# TIP 113: Multi-Line Searches in the Text Widget
Author: Vince Darley <[email protected]>
State: Final
Type: Project
Vote: Done
Created: 11-Oct-2002
Post-History:
Tcl-Version: 8.5
-----
# Abstract
This TIP proposes enhancing the implementation of the _$textwidget
search_ subcommand to allow matching of both exact strings and regexp
patterns which span multiple lines, and to allow reporting on all matches.
# Proposal
If the string/pattern given to the _search_ subcommand contains
sub-strings/patterns which match newlines, then it will be possible
for that command to return a match which spans multiple lines. Where
a match could occur both within a single line and across multiple
lines, the first such match will be found, and the length of the match
will follow the usual regexp rules, as documented in the regexp man
page. Since the text widget is inherently a line-based container of text, regexp searches will implicitly use the regexp _-line_ functionality so that _^_, _$_ matching beginning and end of any line, and _._, _[^_ will not match a newline \(but see the _-nolinestop_ flag to turn off the latter behaviour\).
This can be implemented very efficiently, given
the _TCL\_REG\_CANMATCH_ flag supported by the regexp library, with no
impact at all on the speed of matching single lines.

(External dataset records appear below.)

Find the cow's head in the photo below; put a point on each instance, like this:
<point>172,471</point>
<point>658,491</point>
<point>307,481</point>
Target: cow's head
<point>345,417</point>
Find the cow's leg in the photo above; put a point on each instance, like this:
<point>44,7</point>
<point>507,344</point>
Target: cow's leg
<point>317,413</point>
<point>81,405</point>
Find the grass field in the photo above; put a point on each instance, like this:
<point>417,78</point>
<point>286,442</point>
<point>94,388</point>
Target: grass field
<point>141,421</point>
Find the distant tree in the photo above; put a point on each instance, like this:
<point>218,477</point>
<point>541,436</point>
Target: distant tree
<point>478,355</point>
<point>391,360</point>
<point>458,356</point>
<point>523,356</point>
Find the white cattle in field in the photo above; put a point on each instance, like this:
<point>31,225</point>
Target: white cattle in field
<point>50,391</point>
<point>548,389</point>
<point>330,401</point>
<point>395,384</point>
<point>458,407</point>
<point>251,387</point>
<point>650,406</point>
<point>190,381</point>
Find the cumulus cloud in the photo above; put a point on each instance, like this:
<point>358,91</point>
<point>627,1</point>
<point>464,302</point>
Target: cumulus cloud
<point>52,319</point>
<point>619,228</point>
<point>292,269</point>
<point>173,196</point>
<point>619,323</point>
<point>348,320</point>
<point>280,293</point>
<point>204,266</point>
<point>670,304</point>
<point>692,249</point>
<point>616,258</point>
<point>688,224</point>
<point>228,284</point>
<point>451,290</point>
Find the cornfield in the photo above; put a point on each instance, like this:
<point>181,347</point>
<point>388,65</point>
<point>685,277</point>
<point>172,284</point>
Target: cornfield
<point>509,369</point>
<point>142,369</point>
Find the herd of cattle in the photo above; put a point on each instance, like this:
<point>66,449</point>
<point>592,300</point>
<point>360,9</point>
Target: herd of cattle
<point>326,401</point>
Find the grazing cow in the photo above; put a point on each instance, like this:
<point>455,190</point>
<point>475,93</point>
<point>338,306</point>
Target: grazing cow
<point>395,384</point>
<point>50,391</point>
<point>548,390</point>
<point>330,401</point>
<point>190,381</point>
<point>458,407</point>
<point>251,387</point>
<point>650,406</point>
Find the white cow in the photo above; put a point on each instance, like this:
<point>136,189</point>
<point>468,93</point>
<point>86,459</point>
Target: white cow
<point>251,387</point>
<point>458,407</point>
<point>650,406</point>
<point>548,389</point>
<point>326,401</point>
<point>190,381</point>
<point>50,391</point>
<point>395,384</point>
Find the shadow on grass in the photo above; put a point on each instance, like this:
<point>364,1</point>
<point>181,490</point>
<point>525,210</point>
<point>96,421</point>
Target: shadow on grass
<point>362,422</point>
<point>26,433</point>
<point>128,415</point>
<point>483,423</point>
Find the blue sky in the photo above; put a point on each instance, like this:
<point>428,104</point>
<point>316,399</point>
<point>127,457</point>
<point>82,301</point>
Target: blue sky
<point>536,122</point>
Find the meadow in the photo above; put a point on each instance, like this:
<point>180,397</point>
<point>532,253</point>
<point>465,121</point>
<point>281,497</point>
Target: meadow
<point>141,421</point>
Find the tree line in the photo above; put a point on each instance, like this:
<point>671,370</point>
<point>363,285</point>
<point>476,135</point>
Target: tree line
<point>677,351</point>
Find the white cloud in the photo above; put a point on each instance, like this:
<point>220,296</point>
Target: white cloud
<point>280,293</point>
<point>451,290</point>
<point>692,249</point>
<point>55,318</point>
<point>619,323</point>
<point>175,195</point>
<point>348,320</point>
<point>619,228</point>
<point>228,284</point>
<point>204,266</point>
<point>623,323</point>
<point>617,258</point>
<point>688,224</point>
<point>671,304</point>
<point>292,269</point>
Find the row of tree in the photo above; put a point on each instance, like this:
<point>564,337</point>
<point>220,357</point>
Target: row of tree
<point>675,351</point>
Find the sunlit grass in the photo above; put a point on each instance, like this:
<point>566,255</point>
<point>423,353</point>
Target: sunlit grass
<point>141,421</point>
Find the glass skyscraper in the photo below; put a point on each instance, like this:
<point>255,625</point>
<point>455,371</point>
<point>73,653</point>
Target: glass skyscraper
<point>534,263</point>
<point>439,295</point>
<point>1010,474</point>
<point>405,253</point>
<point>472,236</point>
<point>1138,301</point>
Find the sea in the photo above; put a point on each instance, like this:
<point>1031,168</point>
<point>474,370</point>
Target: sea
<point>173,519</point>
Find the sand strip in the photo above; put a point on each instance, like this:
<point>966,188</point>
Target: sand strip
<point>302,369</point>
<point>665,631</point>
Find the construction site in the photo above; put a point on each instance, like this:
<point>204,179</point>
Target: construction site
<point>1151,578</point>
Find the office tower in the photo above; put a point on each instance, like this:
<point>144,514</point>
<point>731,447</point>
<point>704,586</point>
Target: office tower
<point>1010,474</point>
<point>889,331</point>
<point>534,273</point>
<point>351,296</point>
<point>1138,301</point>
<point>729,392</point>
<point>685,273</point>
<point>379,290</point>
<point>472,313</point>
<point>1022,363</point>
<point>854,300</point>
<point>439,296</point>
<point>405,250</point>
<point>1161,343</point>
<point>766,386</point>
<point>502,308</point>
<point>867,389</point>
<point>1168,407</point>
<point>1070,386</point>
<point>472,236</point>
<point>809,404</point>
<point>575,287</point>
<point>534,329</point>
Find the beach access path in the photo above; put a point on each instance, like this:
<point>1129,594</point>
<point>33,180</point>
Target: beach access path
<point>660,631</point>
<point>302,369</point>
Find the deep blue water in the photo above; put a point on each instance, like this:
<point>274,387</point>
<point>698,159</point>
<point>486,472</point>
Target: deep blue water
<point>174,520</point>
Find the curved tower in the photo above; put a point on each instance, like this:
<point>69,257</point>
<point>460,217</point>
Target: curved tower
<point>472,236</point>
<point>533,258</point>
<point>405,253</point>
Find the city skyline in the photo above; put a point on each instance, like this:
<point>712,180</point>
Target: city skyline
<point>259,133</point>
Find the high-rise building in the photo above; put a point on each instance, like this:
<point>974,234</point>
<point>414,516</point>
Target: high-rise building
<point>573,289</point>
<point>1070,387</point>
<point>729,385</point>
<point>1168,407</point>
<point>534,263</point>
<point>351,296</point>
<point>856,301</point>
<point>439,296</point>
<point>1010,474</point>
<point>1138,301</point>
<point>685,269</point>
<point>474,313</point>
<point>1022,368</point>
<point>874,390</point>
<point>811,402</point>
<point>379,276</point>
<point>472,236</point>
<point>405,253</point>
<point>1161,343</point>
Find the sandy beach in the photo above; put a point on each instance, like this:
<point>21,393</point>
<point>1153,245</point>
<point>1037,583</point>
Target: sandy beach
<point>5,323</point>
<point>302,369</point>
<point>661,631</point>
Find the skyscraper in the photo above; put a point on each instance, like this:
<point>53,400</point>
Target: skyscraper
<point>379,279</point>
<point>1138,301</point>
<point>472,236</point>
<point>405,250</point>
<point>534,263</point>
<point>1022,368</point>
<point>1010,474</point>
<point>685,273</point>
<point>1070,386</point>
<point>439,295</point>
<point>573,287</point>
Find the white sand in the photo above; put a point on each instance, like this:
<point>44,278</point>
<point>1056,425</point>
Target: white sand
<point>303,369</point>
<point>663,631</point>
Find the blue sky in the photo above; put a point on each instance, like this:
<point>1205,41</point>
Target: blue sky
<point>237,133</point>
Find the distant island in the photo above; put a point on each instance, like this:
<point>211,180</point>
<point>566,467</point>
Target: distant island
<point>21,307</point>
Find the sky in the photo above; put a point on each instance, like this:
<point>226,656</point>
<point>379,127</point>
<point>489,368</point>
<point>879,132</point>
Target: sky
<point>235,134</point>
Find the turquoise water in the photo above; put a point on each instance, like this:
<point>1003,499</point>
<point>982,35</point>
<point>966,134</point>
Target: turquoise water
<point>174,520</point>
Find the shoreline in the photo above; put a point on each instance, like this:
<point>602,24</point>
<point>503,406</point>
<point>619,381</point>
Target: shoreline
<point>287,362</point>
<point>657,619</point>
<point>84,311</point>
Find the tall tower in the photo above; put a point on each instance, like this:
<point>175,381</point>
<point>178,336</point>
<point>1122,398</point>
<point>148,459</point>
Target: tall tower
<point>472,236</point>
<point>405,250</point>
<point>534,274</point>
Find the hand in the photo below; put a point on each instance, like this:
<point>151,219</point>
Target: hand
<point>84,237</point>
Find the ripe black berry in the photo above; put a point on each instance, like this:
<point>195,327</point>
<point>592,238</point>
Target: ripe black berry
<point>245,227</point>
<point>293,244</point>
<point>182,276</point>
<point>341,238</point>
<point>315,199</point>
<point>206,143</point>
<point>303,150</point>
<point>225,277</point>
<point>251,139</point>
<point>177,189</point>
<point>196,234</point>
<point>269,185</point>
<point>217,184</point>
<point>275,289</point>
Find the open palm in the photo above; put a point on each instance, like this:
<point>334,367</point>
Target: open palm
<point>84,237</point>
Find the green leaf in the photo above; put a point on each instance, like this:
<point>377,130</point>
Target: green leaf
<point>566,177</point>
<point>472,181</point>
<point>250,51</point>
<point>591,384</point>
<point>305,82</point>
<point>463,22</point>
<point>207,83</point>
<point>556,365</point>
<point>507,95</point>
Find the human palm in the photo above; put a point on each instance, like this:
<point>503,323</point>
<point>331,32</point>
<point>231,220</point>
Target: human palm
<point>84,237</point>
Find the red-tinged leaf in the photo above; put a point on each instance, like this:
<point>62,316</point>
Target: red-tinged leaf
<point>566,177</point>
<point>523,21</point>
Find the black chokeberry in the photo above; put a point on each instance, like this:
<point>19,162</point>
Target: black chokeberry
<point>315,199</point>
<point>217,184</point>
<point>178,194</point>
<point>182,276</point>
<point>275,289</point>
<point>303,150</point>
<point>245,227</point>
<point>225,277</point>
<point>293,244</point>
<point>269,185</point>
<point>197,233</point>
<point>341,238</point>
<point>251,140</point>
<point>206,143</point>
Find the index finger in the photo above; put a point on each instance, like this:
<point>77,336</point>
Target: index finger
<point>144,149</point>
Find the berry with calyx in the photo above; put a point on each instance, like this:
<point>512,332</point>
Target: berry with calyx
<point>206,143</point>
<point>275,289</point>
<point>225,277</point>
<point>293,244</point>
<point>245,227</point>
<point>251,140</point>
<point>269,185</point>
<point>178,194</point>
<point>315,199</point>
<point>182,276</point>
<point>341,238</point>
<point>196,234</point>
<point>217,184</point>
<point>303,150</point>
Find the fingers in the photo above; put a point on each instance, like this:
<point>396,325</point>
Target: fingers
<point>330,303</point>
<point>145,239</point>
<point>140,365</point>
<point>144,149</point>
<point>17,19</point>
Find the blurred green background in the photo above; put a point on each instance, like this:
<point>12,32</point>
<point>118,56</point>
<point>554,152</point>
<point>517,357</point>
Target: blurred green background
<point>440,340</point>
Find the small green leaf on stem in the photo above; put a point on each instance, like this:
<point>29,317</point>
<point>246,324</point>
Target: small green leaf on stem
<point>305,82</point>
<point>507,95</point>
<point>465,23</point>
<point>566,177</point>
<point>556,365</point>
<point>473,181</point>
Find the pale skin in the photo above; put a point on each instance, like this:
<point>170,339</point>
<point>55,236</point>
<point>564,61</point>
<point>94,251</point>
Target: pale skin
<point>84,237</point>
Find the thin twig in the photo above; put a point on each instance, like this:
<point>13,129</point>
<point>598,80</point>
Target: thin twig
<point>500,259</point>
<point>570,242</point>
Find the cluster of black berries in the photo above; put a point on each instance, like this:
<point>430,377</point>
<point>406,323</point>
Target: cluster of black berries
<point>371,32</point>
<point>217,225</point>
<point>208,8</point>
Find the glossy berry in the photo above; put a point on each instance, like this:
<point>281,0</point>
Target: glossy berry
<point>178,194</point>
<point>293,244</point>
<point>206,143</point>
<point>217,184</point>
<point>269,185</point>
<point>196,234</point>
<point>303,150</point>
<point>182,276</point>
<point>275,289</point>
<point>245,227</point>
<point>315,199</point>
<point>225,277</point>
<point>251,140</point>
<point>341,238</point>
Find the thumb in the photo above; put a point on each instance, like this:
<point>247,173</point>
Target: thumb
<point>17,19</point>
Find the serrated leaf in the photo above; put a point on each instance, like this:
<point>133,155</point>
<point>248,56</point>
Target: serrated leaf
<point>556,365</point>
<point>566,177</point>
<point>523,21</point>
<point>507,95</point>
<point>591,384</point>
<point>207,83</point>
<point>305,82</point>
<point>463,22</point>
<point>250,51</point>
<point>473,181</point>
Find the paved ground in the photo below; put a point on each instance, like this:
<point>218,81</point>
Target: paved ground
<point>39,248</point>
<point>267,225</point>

In addition, two new options to the _search_ subcommand are available:
If the new _-all_ option is given to the _search_ subcommand, then all matches within the given range will be reported. This means the return result of the command will be a list of indices, and, if a _-count var_ option was given, _var_ will be set to a list of match-index-lengths.
If the new _-nolinestop_ option is given then regexp searches will allow _._ and _[^_ sequences to match newline characters \(which is normally not the case\). This is equivalent to _not_ providing the _-linestop_ flag to Tcl's _regexp_ command.
The text widget man page will be updated to reflect the new _-all_ and _-nolinestop_ options, and to remove the "single line" caveat.
# Reference implementation
This is available from:
<http://sourceforge.net/tracker/?func=detail&aid=621901&group\_id=12997&atid=312997>
The patch includes objectification of the entire Text widget, so the multi-line search changes are not obvious to isolate. In fact the changes required are < 100 lines of code \(given that the rest has been objectified, that is\). Of course one nice side-effect of objectification is that regexp objects used in searches are actually cached, which they previously couldn't be.
Note: this patch has to workaround a crashing bug in Tcl's unicode string manipulation. It would be best if that bug was fixed before applying this patch.
# Issues
On the implementation side, it might be interesting to abstract the search interface away from the text widget, so that it could in principle be applied to any line-based textual source.
As in the single-line matching implementation in Tcl 8.x, the lack of support for backwards matching in Tcl's regexp library means that backwards matching can only be implemented as repeated forward matches, with a commensurate performance penalty \(the solution to which is outside the scope of this tip\).
Tk has a curious misfeature that _$text search -regexp "\\n" $pos_ will always fail to match anything. This behaviour will change as a result of this TIP \(it will match the first newline after _$pos_\), and any code which somehow depended on that peculiarity will therefore break.
# Copyright
This document has been placed in the public domain.